Studia Minga

 

Decima

Berto studia minga

Studiò tanto cosa fare per non studiare,che alla fine ci riuscì: e chiese a suo padre di mandarlo a lavorare.

Il primo impiego,a dieci anni, fu di garzone presso un parrucchiere per signora in via Durini, di fronte al negozio vi era l’insegna del ristorante: “El Boecc”.Dopo alcuni anni di lavoro, e un po’ di malizia in più, capii perché il parrucchiere era solito chiudersi in uno stanzino con le clienti e ne usciva dopo un po’ tutto sudato, che gran lavoratore.

Berto e la fame

Ricordo che quando ero ragazzino, mia madre comperava 8 Kg di pane tutti i giorni e dopo ogni pasto doveva chiudere a chiave ciò che ne restava, altrimenti lo mangiavamo tutto,visto che eravamo sette tra fratelli e sorelle sempre affamati.

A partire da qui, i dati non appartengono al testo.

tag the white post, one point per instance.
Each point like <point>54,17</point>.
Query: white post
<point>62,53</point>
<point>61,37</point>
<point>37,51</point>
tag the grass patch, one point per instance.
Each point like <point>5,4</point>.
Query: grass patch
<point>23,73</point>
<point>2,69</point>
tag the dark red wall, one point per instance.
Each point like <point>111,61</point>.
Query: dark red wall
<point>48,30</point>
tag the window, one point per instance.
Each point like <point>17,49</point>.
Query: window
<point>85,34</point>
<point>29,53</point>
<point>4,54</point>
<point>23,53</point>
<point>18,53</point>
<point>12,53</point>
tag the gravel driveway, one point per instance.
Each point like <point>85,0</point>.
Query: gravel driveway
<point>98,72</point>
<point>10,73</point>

Sapete cosa si mangiava ogni mattina? Pane e latte; ma che pane! E che latte! Il pane era nero come il carbone e dal latte nostra madre prima ricavava il burro e il siero che rimaneva era il nostro… latte.

In tempo di guerra,nel periodo in cui fummo sfollati a Caravaggio,a casa di nostra nonna, in Via Bianchi dove c’era un negozietto di ciclista, le cose cambiarono.

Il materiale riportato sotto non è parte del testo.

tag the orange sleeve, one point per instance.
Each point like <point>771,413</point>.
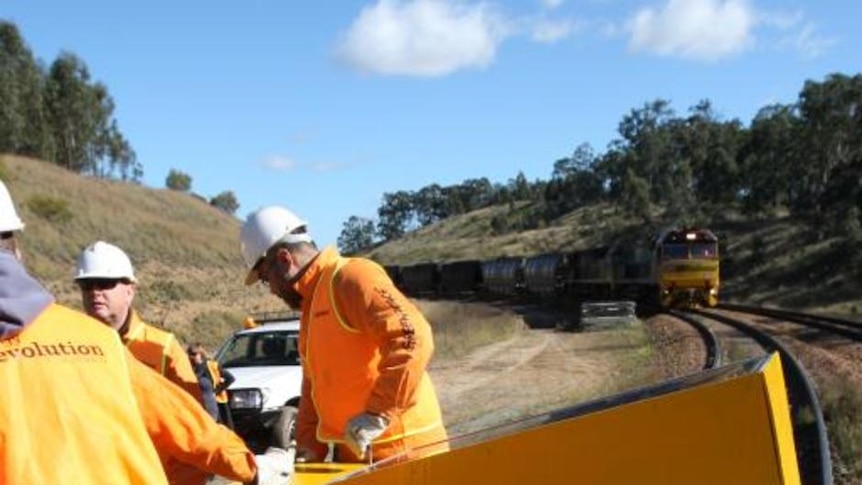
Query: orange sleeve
<point>179,370</point>
<point>370,302</point>
<point>180,428</point>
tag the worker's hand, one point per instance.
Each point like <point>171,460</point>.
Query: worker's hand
<point>275,466</point>
<point>362,430</point>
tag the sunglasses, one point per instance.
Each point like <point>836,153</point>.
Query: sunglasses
<point>98,284</point>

Ad esempio ricordo che alla sera la cena era composta da polenta e latte mentre, la sera dopo il menu cambiava, e c’era polenta e verza e cosi per dei mesi.Cosa si mangiava a mezzogiorno non lo ricordo, ma non era cosi divertente come alla sera.

Siccome mio zio Angelo lavorava, per cena , mentre noi mangiavamo solo polenta e verza, a lui veniva anche dato un piccolo salamino e per non farsi vedere nascondeva il piatto con le mani, cosi noi ci saziavamo con le verze e l’odore del salamino.

Non avendo la radio, noi fratelli più qualche cugino, ci divertivamo facendo a gara a chi scoreggiava di più e tra le risa andavano a letto, in sei nello stesso!.